DR. HURD: I think there is another point also that ought to be considered; that is the great majority of our dispensaries cover too much territory. It is very difficult for such a dispensary as the one attached to the Massachusetts General Hospital to make

an investigation of the different people who come there. Take the dispensary with which I am familiar, our tuberculosis dispensary, where one-third of all the tubercular patients of the city come. The result is that it is well night impossible to make a proper investigation of the financial condition of such persons, or to do justice to those who require temporary consideration, even if they are not downright poor. It seems to me the great means of relief in all those questions should be the restriction of all these dispensaries to a limited district so that that district may be known and its conditions thoroughly investigated by competent investigators. If a dispensary is open to all the inhabitants of a city like Philadelphia or Chicago you cannot help having abuses, and you cannot help doing a certain degree of injustice.

REV. DR. KAVANAGH: This discussion and the papers have been exceedingly profitable, and I am in hopes that our report may come out soon so that those papers will be in our hands. There is a scientific aspect to the subject that looks severe upon the face of it. We have listened to one or two of those papers without looking at the other side of the question-an analysis of the paper, an analysis of hose that come.
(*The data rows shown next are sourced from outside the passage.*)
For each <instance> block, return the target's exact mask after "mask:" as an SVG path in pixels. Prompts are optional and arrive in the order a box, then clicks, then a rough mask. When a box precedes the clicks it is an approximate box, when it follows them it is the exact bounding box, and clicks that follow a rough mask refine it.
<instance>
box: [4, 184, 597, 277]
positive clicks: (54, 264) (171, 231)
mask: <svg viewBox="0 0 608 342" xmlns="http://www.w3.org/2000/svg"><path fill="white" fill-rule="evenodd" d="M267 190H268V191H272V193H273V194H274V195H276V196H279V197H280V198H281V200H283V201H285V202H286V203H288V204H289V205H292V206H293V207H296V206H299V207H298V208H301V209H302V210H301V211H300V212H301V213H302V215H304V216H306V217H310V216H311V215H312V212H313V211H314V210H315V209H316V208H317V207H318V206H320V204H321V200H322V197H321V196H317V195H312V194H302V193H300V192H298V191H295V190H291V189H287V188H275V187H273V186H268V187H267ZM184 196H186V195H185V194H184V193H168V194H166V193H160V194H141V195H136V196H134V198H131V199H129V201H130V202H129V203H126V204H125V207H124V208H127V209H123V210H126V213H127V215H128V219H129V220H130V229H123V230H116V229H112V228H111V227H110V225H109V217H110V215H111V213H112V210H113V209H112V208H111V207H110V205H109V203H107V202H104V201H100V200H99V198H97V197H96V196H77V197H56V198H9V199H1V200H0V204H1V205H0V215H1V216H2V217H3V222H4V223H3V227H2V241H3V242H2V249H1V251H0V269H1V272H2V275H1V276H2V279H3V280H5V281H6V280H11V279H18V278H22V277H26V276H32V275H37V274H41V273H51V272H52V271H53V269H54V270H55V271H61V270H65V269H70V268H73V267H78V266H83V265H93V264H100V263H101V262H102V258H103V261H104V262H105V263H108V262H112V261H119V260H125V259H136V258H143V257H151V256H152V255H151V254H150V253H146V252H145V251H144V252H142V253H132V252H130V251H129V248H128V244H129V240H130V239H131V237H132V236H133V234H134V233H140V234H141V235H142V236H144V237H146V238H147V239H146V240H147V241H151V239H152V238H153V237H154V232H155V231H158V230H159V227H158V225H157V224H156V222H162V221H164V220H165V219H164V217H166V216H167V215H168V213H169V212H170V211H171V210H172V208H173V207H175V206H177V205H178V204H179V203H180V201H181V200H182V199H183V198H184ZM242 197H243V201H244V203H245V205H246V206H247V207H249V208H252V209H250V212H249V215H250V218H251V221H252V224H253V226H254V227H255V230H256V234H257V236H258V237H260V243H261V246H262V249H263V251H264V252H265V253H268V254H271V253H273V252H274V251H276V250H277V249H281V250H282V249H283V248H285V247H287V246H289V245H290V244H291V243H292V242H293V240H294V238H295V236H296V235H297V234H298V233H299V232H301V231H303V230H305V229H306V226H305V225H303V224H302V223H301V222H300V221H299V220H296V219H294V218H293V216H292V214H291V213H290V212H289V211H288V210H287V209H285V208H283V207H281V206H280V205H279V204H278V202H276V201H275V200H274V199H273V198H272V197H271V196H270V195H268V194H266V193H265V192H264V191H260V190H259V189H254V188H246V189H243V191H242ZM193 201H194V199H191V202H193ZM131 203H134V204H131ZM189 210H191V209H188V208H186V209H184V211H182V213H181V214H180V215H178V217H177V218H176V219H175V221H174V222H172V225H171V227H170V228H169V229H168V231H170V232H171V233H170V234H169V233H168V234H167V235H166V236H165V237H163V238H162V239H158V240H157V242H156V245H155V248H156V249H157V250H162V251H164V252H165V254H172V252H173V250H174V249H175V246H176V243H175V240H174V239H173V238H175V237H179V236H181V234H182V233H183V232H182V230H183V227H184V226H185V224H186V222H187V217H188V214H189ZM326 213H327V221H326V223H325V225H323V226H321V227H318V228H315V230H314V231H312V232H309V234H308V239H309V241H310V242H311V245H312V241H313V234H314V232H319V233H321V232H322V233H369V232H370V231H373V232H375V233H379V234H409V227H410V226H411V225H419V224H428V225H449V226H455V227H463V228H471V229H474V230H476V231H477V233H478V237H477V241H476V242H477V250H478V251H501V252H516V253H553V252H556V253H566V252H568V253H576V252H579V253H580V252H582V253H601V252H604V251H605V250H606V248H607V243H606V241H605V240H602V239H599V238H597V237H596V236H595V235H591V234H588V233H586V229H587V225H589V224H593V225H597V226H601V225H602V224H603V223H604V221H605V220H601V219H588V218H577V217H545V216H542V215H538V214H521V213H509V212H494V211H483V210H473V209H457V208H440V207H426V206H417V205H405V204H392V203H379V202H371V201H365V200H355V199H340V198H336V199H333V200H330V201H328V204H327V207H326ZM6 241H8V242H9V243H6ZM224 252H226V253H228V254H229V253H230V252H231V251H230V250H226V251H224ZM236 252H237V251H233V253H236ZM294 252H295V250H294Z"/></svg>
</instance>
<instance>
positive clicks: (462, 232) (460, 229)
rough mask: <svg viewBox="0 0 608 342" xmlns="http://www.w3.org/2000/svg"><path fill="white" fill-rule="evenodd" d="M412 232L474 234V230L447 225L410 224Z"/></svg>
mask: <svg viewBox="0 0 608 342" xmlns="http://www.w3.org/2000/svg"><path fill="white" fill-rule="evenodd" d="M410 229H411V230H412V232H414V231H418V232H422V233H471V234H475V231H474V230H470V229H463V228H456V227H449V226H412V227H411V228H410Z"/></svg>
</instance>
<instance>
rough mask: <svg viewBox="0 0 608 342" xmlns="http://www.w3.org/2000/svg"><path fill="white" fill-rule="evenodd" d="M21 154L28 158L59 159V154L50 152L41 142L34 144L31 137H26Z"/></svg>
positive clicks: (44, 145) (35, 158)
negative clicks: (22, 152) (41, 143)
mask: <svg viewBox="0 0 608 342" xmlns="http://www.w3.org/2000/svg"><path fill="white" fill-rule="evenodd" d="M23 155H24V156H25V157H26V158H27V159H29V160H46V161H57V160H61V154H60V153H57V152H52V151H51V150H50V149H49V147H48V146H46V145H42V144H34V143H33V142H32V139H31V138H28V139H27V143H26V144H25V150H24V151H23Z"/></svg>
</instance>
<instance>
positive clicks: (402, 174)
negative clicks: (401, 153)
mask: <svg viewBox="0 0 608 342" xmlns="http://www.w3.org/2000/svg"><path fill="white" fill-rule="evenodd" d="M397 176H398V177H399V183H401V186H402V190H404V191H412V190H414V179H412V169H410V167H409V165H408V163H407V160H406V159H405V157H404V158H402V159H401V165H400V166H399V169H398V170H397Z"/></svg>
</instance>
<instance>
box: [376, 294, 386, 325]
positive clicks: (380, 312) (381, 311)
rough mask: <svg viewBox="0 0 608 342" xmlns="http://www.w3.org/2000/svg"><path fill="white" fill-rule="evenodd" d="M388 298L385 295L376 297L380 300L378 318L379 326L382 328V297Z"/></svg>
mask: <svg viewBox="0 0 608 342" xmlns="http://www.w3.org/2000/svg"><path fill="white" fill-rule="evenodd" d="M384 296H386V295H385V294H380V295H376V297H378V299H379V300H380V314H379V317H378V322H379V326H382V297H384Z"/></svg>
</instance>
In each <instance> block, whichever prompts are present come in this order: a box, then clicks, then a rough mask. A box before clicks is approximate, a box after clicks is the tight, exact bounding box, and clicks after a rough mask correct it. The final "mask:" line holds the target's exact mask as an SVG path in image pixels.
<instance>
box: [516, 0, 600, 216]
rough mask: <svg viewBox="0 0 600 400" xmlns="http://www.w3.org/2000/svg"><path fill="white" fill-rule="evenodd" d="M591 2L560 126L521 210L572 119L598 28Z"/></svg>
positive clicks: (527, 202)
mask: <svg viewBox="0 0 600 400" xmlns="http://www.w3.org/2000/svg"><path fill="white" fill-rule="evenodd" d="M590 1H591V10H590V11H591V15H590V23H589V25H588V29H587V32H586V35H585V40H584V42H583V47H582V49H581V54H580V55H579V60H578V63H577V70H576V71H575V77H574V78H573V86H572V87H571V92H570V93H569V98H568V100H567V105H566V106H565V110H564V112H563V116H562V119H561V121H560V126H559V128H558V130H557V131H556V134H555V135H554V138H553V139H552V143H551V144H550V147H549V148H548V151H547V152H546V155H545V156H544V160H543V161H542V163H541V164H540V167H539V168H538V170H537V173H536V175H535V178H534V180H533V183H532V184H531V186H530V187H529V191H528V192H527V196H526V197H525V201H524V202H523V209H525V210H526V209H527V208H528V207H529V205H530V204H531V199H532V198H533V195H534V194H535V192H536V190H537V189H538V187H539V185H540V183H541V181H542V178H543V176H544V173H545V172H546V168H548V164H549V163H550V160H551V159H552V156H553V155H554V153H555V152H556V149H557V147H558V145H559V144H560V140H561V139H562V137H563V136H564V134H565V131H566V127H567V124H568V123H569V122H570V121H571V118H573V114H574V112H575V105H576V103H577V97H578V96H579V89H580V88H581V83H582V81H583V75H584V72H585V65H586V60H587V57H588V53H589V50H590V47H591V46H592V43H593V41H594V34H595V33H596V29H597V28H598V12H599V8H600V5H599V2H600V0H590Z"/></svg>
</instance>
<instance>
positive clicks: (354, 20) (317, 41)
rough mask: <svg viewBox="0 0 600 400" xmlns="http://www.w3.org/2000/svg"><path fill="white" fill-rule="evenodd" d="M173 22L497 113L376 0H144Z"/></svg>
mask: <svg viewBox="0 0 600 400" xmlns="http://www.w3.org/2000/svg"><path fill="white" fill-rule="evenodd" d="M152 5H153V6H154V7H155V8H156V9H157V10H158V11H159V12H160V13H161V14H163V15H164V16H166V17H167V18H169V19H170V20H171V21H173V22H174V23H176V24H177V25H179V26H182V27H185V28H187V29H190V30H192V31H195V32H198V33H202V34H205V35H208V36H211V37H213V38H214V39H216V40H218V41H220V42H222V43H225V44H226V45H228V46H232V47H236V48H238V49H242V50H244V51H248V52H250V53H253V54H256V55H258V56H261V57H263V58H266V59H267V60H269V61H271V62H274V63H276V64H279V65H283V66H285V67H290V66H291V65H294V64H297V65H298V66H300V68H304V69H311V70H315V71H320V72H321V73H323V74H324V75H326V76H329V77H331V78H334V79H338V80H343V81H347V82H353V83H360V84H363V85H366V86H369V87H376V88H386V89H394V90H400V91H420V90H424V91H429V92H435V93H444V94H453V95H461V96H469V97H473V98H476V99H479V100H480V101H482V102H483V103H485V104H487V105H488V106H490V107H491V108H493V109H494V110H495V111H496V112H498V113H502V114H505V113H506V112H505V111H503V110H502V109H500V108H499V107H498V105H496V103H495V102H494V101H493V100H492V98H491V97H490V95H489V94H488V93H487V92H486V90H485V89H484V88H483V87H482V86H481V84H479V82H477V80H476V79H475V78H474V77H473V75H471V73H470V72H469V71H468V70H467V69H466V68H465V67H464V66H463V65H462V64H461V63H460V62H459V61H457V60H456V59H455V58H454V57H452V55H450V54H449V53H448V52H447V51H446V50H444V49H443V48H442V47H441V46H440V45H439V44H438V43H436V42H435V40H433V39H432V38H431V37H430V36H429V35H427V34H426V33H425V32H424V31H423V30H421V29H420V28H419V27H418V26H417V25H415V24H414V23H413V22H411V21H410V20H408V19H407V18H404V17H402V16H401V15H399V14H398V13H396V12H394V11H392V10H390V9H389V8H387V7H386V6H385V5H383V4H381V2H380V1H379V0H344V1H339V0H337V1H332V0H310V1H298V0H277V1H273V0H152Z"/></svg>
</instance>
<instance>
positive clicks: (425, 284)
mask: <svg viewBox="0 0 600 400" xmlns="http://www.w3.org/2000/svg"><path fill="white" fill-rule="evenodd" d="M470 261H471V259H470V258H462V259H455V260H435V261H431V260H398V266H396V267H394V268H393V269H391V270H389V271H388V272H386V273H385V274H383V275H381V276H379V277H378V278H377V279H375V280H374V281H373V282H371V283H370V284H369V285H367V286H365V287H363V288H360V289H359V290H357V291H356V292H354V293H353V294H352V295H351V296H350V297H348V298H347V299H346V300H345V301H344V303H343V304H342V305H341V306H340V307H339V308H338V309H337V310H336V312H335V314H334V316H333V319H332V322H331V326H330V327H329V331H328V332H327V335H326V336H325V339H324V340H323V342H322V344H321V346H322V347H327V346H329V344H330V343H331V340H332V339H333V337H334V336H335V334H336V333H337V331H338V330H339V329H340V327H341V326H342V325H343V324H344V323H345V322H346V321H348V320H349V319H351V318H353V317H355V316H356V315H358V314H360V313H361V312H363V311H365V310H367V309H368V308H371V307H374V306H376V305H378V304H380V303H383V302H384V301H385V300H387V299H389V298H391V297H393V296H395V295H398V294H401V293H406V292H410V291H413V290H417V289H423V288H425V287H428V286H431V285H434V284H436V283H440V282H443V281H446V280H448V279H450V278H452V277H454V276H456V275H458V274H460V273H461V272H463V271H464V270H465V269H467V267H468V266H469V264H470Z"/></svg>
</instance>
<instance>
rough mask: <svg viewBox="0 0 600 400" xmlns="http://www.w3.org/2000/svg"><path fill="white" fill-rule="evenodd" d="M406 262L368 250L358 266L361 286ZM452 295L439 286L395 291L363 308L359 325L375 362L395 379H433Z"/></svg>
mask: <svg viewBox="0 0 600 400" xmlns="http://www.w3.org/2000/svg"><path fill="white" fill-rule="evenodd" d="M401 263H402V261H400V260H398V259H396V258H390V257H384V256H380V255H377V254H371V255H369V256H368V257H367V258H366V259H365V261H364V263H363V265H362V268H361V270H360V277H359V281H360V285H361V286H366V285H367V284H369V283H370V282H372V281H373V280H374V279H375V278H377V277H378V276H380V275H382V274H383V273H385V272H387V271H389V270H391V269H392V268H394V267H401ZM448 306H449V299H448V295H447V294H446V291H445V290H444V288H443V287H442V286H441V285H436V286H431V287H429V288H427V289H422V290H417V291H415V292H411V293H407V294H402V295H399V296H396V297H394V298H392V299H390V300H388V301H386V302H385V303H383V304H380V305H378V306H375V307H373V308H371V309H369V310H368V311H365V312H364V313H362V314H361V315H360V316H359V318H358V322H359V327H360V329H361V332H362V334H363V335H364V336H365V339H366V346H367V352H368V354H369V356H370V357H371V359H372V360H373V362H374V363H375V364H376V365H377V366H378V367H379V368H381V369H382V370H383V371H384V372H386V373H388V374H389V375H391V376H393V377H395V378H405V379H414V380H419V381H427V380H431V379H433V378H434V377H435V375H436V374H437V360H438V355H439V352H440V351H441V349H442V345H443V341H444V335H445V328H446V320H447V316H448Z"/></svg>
They seemed to us severe. I am glad Miss Banfield has sounded the note and that it has been seconded by Dr. Washburn; for good clothes do not tell the whole story, and poor clothes do not tell the whole story. I have known some to rig up in poor clothes to get in. On the other hand, I have great respect for the woman who will try to buy the best clothes that she can, and reject as long as she can the position of a pauper in the community. So that while some borrow clohtes, and some secure clothes as donations, I have a good deal of respect for the woman who will put some of the little money she gets into respectable clothes for the appearance of things, and I will not hastily or readily condemn her. I believe that the greatest gentleness and kindness should meet these classes at the door. We can afford to make mistakes a great many times on the right side, on the Christ side, the charity side, the Good Samaritan side, but we cannot afford to make mistakes that will injure anyone if they can be avoided. I would not put a physician at the door to receive them, unless I knew the physician very well, and knew he was a man with tender heart. I would put a common sense kindly woman at the door. For that reason my registrar is a Deaconess. She is in touch with the hospital, in touch with the physicians and she has sympathy for the patients that come. A careful examination is made from the woman's standpoint of those who come to the door. All these papers have been excellent, and will do us good to study when we leave here, but I am glad that the other note has received emphasis.